Here are some links:
Objects for States
Pattern: State
Everybody seems to be assuming a C++/Java-like object system, possibly because of the syntax used in the question, but it is quite possible to change the class of an instance at runtime in other languages.
Lisp's CLOS allows changing the class of an instance at any time, and it's a well-defined and efficient transformation. (The terminology and structure is slightly different: methods don't "belong" to classes in CLOS.)
I've never heard a name for this specific type of transformation, though.

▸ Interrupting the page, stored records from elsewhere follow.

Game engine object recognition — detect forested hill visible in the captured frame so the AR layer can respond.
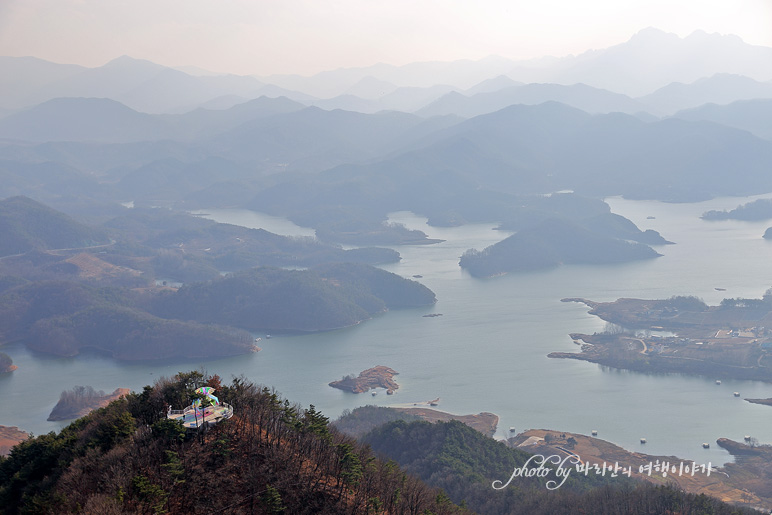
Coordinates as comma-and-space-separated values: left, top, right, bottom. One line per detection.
0, 372, 468, 515
459, 219, 661, 277
360, 420, 757, 515
0, 372, 757, 515
0, 197, 109, 256
153, 263, 435, 331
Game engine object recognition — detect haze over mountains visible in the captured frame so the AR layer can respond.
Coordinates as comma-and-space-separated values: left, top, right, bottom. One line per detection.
0, 29, 772, 274
0, 29, 772, 120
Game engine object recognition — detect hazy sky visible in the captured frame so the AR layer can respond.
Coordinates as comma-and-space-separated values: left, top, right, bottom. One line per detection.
0, 0, 772, 75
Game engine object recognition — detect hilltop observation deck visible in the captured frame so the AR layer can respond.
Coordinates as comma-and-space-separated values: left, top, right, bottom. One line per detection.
166, 402, 233, 429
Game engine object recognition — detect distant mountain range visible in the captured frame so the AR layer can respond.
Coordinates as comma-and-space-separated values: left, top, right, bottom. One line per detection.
0, 29, 772, 117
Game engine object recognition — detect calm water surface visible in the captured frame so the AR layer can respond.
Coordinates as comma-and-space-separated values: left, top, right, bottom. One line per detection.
0, 195, 772, 464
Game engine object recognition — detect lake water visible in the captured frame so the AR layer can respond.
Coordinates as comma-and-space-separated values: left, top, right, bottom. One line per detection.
0, 197, 772, 464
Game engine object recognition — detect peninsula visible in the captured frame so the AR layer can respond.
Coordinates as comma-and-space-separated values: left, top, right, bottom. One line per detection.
549, 292, 772, 382
507, 429, 772, 512
330, 365, 399, 395
0, 426, 29, 456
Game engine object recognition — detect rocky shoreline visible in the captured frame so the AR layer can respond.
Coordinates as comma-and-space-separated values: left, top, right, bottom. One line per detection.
0, 426, 29, 456
329, 365, 399, 395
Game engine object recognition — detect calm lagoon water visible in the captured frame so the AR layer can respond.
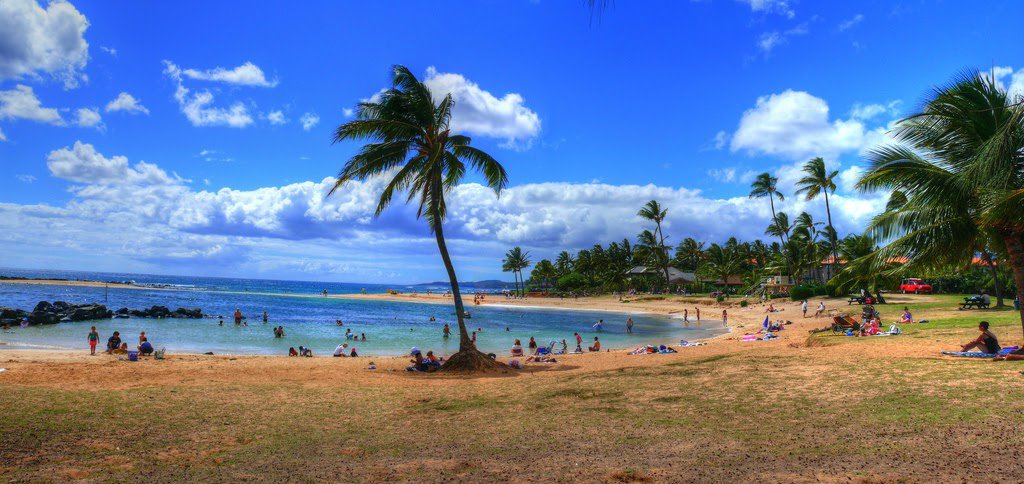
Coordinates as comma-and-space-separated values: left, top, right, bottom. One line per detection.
0, 269, 725, 356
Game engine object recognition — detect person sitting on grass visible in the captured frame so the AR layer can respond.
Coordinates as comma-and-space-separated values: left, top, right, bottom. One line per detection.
961, 321, 1001, 354
899, 306, 913, 324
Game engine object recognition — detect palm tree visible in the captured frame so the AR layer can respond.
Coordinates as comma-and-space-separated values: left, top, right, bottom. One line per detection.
637, 200, 672, 291
328, 65, 508, 369
797, 157, 839, 278
858, 73, 1024, 328
748, 172, 785, 244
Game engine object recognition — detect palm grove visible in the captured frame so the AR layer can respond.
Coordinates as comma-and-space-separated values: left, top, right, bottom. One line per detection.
331, 65, 1024, 369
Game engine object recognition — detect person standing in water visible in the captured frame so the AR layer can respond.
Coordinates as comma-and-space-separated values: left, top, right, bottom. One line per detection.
89, 326, 99, 356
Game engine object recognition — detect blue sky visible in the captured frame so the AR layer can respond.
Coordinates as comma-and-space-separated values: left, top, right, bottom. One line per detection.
0, 0, 1024, 282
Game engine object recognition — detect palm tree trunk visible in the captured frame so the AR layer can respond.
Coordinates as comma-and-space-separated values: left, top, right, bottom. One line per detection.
981, 251, 1004, 308
433, 214, 474, 351
657, 222, 672, 294
824, 189, 839, 279
1002, 230, 1024, 332
768, 193, 785, 247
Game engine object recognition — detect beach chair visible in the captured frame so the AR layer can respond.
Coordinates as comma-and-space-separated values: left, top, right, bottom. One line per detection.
833, 314, 860, 334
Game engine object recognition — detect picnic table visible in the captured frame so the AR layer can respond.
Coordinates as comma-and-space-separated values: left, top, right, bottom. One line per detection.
957, 296, 988, 310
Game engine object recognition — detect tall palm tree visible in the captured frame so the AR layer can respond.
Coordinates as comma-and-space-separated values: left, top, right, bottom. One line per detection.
797, 157, 839, 278
748, 172, 785, 244
637, 200, 672, 291
328, 65, 508, 369
858, 72, 1024, 328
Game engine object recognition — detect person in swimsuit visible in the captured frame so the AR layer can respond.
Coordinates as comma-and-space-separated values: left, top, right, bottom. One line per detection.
961, 321, 1002, 354
89, 326, 99, 355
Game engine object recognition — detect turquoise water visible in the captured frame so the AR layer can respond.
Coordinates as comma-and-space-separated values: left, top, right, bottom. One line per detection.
0, 271, 725, 356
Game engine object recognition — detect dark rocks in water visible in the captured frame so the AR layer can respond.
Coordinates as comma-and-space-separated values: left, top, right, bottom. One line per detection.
28, 301, 114, 324
0, 306, 29, 325
18, 301, 204, 324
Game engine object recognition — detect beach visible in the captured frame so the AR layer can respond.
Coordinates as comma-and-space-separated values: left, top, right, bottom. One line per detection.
0, 295, 1024, 481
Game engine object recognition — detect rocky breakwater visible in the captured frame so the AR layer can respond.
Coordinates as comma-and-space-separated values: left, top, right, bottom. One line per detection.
0, 301, 204, 325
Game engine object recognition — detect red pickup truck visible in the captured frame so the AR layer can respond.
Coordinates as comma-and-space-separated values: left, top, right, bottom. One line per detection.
899, 277, 932, 294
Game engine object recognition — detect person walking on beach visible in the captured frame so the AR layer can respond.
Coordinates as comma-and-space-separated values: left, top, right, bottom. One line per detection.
89, 326, 99, 356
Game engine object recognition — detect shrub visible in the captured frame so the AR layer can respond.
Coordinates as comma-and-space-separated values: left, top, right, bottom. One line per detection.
555, 272, 588, 291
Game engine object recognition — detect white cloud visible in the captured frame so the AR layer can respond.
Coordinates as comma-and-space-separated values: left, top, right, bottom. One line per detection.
299, 113, 319, 131
182, 62, 278, 87
837, 13, 864, 32
730, 90, 887, 161
0, 84, 65, 126
164, 60, 253, 128
266, 111, 288, 125
0, 0, 89, 89
737, 0, 797, 18
423, 67, 541, 147
75, 107, 105, 131
46, 141, 180, 186
0, 142, 884, 280
105, 92, 150, 115
983, 67, 1024, 98
758, 24, 808, 56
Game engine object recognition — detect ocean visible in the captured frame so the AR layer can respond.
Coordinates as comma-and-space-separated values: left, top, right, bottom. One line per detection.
0, 269, 726, 356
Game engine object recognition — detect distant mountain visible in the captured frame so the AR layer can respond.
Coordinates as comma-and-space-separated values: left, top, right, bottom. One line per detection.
412, 279, 515, 289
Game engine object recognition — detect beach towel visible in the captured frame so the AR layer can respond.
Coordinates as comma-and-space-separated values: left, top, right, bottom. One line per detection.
942, 351, 997, 358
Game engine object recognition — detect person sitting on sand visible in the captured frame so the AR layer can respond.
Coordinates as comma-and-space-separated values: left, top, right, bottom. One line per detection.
106, 332, 121, 353
138, 339, 153, 355
961, 321, 1001, 354
899, 306, 913, 324
406, 346, 427, 371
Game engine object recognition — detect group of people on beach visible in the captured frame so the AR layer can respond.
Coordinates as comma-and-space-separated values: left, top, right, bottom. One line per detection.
86, 326, 154, 355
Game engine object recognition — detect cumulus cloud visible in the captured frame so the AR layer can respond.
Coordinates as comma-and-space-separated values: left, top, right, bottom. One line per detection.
423, 67, 541, 147
181, 62, 278, 87
46, 141, 181, 186
105, 92, 150, 115
75, 107, 105, 131
0, 0, 89, 89
836, 13, 864, 32
164, 60, 253, 128
985, 65, 1024, 98
0, 84, 65, 126
299, 113, 319, 131
266, 111, 288, 126
730, 90, 887, 160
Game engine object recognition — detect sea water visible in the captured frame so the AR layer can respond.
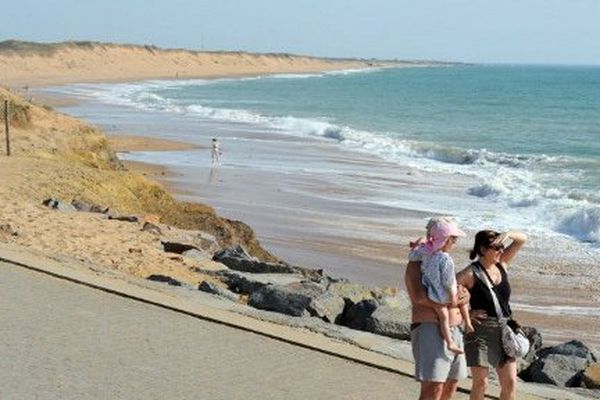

The function which does this is simply called change-class.
Richard Gabriel seems to call it the "change-class protocol", after Kiczales' AMOP, which formalized as "protocols" many of the internals of CLOS for metaprogramming.
People wonder why you'd want to do this; I see two big advantages over simply creating a new instance:
faster: changing class can be as simple as updating a pointer, and updating any slots that differ; if the classes are very similar, this can be done with no new memory allocations
simpler: if a dozen places already have a reference to the old object, creating a new instance won't change what they point to; if you need to update each one yourself, that could add a lot of complexity for what should be a simple operation (2 words, in Lisp)
That's not to say it's always the right answer, but it's nice to have the ability to do this when you want it. "Change an instance's class" and "make a new instance that's similar to that one" are very different operations, and I like being able to say exactly what I mean.
The first interesting part would be to know: why do you want/need an object changes its class at runtime?
There are various options:
You want it to respond differently to some methods for a given state of the application.
You might want it to have new functionality that the original class don't have.
Others...
Statically typed languages such as Java and C# don't allow this to happen, because the type of the object should be know at compile time.
Other programming languages such as Python and Ruby may allow this ( I don't know for sure, but I know they can add methods at runtime )
For the first option, the answer given by Charlie Flowers is correct, using the state patterns would allow a class behave differently but the object will have the same interface.
For the second option, you would need to change the object type anyway and assign it to a new reference with the extra functionality. So you will need to create another distinct object and you'll end up with two different objects.